Le but de cette fuite? Comme le juge Emre Demir, ancien rédacteur en chef de l'hebdomadaire turc Zaman, le plus important média d'opposition turque en France, l'objectif est de torpiller l'offensive de Raqqa aussi bien qu'entraver l'alliance entre Washington et les Kurdes.
«Ces 10 bases militaires qui ont été dévoilées par l'agence Anadolu sont utilisées pour apporter un soutien à l'armée kurde dans le cas de l'offensive contre Daech. Du point de vue d'Ankara, il y a quand-même une différence de priorités. Pour les États-Unis ce qui est important c'est d'éradiquer Daech à Raqqa ou en Syrie, mais pour Ankara voir les Kurdes comme un acteur crédible, comme un allié des États-Unis dans la région, c'est un cauchemar. Ankara est prêt à toute sorte de provocation pour empêcher cette alliance, pour empêcher le succès de cette opération», estime-t-il.
Toujours selon M. Demir, les médias publics turcs comme Anadolu sont «sous le contrôle direct de la famille et de l'entourage d'Erdogan».

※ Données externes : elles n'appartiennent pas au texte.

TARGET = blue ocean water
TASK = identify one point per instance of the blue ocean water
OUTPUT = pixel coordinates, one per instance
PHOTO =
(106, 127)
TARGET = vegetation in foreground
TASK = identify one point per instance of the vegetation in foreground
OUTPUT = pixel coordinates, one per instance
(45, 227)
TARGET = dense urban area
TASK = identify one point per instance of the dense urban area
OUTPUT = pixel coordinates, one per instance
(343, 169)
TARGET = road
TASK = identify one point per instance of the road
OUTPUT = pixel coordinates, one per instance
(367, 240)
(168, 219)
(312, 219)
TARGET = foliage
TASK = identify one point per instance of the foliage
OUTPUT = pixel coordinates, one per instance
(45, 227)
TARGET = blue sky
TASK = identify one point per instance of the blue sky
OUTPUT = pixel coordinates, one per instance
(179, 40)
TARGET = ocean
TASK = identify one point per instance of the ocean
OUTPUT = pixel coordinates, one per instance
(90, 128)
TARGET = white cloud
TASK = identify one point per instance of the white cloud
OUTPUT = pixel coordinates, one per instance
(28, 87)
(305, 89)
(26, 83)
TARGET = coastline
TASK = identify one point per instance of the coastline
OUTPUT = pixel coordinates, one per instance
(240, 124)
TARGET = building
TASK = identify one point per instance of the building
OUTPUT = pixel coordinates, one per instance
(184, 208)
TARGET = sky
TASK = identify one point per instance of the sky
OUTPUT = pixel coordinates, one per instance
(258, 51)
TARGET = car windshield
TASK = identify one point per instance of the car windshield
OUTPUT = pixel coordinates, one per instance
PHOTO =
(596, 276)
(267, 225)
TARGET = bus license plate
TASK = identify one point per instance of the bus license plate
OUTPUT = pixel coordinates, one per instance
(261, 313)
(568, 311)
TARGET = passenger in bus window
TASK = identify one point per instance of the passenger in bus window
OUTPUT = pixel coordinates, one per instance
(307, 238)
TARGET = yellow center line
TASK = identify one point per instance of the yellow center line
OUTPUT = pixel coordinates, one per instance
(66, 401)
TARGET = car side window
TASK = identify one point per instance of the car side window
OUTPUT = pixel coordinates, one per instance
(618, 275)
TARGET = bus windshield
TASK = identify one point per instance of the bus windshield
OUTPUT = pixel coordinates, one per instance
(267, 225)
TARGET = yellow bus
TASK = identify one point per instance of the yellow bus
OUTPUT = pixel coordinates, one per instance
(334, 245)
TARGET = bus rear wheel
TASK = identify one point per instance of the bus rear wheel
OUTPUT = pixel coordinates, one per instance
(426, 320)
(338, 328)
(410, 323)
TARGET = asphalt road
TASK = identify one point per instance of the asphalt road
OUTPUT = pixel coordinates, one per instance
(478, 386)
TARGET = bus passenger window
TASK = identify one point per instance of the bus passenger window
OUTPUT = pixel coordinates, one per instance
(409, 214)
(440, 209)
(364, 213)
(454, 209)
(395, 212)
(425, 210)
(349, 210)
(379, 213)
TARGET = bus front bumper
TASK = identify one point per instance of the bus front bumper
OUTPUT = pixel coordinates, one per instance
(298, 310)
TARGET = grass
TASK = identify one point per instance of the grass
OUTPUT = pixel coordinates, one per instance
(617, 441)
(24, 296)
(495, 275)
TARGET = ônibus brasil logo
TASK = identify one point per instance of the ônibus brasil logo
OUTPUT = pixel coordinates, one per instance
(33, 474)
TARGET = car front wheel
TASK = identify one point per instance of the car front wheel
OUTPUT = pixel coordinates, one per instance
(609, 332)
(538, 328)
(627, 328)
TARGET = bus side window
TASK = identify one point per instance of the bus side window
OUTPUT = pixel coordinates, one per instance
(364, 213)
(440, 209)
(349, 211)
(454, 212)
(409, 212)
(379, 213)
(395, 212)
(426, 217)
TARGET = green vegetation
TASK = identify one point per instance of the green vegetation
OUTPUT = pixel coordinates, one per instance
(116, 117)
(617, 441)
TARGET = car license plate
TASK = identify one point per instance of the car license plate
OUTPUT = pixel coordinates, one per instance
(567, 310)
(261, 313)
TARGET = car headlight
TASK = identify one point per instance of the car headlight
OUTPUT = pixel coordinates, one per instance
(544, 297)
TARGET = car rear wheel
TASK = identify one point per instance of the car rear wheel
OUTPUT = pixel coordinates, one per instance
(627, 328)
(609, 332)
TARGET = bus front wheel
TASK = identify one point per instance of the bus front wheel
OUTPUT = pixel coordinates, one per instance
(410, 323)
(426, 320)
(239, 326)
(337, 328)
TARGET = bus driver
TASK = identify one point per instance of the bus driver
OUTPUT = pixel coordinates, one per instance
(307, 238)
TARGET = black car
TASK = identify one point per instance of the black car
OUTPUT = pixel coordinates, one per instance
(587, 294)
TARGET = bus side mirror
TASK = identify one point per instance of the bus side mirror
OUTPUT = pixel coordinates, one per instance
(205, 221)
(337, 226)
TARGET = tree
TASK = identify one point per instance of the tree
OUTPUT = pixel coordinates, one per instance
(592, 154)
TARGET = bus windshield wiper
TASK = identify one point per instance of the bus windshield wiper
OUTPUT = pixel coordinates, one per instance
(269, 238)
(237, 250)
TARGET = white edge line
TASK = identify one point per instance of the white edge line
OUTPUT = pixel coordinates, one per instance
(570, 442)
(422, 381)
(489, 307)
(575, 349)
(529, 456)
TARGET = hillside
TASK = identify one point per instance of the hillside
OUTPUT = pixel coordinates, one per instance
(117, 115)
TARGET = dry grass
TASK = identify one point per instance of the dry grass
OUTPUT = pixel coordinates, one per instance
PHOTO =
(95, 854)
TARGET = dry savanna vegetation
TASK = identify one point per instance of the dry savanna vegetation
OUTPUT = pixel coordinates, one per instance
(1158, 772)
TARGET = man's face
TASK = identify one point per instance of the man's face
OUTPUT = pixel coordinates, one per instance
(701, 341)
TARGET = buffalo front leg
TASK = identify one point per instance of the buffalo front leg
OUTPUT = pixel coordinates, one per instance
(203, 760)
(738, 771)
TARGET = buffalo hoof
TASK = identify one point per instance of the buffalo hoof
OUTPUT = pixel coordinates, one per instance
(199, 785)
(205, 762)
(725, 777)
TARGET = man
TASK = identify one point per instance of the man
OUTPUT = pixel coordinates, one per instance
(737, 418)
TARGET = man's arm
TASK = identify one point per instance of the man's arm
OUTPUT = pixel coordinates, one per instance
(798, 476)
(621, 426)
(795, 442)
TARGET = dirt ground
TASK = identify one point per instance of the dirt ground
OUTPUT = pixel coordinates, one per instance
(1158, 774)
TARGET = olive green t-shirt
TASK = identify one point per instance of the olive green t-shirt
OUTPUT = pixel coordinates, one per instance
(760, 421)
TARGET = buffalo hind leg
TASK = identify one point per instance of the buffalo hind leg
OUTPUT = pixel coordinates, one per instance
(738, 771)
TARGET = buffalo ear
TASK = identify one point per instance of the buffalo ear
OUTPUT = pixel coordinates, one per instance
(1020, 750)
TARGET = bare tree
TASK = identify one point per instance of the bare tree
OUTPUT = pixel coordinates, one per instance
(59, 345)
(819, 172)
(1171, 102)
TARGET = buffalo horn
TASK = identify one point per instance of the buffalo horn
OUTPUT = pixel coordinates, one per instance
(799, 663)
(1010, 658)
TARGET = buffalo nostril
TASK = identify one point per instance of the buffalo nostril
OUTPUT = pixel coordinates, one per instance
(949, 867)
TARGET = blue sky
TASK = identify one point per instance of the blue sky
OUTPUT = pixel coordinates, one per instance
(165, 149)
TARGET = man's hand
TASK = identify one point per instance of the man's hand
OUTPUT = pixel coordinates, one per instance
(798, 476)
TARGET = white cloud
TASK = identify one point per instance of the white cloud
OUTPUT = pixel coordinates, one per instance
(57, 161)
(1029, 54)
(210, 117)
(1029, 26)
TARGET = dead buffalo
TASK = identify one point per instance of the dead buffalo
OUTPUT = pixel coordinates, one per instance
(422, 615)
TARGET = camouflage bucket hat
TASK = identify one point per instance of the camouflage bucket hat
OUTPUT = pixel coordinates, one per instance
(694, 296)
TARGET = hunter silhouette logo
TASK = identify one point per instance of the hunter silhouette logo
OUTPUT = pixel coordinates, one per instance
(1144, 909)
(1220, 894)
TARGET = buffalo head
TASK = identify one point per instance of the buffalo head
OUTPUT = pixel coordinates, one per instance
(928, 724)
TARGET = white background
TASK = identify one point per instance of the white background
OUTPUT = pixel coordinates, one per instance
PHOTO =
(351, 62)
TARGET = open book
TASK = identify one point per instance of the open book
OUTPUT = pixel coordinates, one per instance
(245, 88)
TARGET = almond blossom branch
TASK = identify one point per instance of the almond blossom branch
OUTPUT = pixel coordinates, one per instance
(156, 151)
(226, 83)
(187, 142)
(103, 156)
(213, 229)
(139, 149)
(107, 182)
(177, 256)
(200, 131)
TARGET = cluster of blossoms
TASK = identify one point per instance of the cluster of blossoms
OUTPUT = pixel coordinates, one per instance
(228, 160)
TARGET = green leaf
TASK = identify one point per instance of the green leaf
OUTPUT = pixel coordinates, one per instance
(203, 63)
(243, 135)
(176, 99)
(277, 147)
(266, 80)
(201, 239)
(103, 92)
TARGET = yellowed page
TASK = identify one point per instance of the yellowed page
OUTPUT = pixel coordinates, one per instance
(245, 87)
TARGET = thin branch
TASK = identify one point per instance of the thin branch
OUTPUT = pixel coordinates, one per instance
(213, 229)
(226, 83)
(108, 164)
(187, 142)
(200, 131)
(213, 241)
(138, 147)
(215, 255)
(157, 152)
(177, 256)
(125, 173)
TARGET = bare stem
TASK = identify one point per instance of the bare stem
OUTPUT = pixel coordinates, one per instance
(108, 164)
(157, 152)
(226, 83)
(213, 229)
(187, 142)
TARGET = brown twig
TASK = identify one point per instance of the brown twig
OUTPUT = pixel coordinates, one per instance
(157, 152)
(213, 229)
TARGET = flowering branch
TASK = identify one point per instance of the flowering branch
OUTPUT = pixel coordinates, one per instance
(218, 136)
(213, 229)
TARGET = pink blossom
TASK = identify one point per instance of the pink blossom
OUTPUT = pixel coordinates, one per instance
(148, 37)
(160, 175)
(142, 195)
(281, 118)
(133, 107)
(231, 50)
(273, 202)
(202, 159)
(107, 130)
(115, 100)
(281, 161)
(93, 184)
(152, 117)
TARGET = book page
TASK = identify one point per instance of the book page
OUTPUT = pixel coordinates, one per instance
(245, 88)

«Si ces fuites sont parues dans cet article de l'agence Anadolu, cela veut dire que c'est bien le gouvernement turc qui cherche à saboter l'offensive militaire à Raqqa et qui cherche à donner une sorte de message aussi aux États-Unis», explique-t-il.
Le Président turc Erdogan est très mécontent de voir des unités étrangères opérer dans ce qu'il considère être une zone extrêmement sensible du fait de la présence active des forces kurdes soutenues par les États-Unis et leurs alliés occidentaux, estime pour sa part Jacques Hogard, colonel à la retraite, fondateur et directeur d'une entreprise spécialisée en intelligence stratégique et en diplomatie d'entreprises à l'international, en expliquant cette «regrettable fuite».
Comme le rappelle ce dernier, le fait de dévoiler publiquement un dispositif militaire, en particulier de forces spéciales, est une grave compromission qui peut être extrêmement dangereuse pour les hommes concernés sur place.
«Les bandes islamistes de Daech ou autres groupes terroristes se renseignent, et les sources que constituent les médias du monde entier sont évidemment épluchées par nos ennemis pour préparer leurs actions terroristes. Il est donc très grave que cette agence de presse gouvernementale turque ait ainsi agi», argumente l'interlocuteur de Sputnik.
Ce n'est pas un soutien direct à Daech, estime Emre Demir, mais, du point de vue d'Ankara, les Kurdes sont une menace beaucoup plus importante pour Ankara que les terroristes de cette organisation extrémiste.
«Pour Erdogan, voir les Kurdes avec un État autonome, avec une armée qui vont devenir des alliés des États-Unis ou de la France, etc. c'est un risque. Il y a une volonté de nuire à ces offensives militaires qui sont réalisées par les Kurdes avec le soutien de l'Otan, des États-Unis et de la France», résume-t-il.
Le porte-parole du Pentagone, Eric Pahon, a exprimé à Sputnik sa préoccupation par cette publication qui pourrait nuire à la coalition internationale antiterroriste.
Les tensions ont augmenté d'un cran entre la Turquie et les États-Unis suite à la récente décision du Président Trump de livrer des armes aux Kurdes syriens luttant contre Daech, ceci alors qu'Ankara considère ces unités kurdes comme liées au Parti des travailleurs du Kurdistan (PKK), considéré comme terroriste par la Turquie mais aussi par les États-Unis.